Now, scientists from mixed reality technology company Magic Leap Inc., working with Molecular Foundry researchers, have developed new, versatile ways to control and enhance the light-bending properties of synthetic optical nanostructures. Magic Leap’s technology creates visualizations that allow virtual imagery to coexist and interact with a viewer’s actual surroundings in real time.
The researchers’ achievement, reported in Scientific Reports, enables the manipulation of light over wide angles, and across the visible light spectrum, in a very efficient way. At the core of their work is a method to create two types of silicon-based, ultrathin optical components.
Many existing optical devices are also designed to control and manipulate light for sensing, imaging, and communications, for example, but their components can be bulky and expensive, such as those used in some medical imaging machines and DSLR cameras.

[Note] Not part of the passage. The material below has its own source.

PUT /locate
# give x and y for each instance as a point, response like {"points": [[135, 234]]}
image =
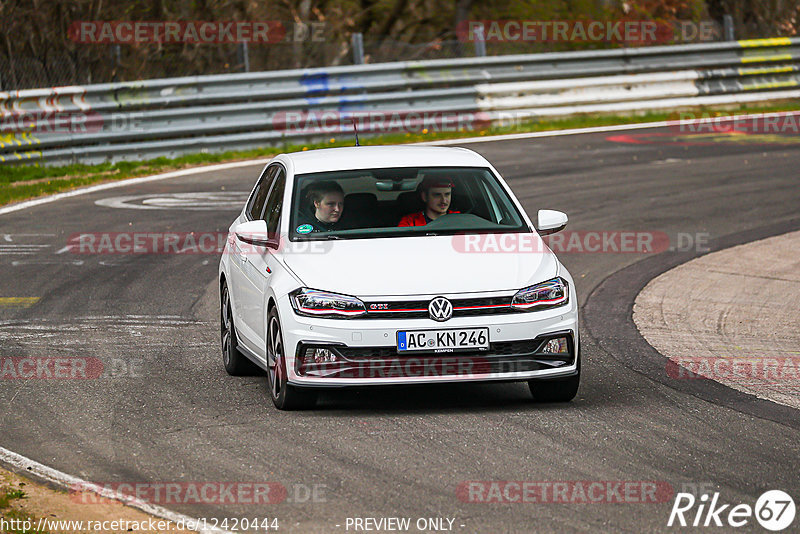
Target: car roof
{"points": [[374, 157]]}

Shrinking these implements down to the nanoscale could usher in a new generation of affordable devices with advanced functionality for telecommunications, medicine, and consumer products. The list of potential applications includes “smart” surfaces that can repel water, ultrafast data processing, holograms, and even “invisibility” cloaks that can conceal objects by manipulating light.
The new technology relies on “optical metasurfaces,” which are two-dimensional structures engineered to interact with light waves in ways that natural materials cannot. The materials can have layers that are a few billionths of a meter (nanometers) thick, and contain nanoscale optical antennas that can control the reflection or transmission of light. Their ultrathin nature makes them easy to integrate into a variety of systems.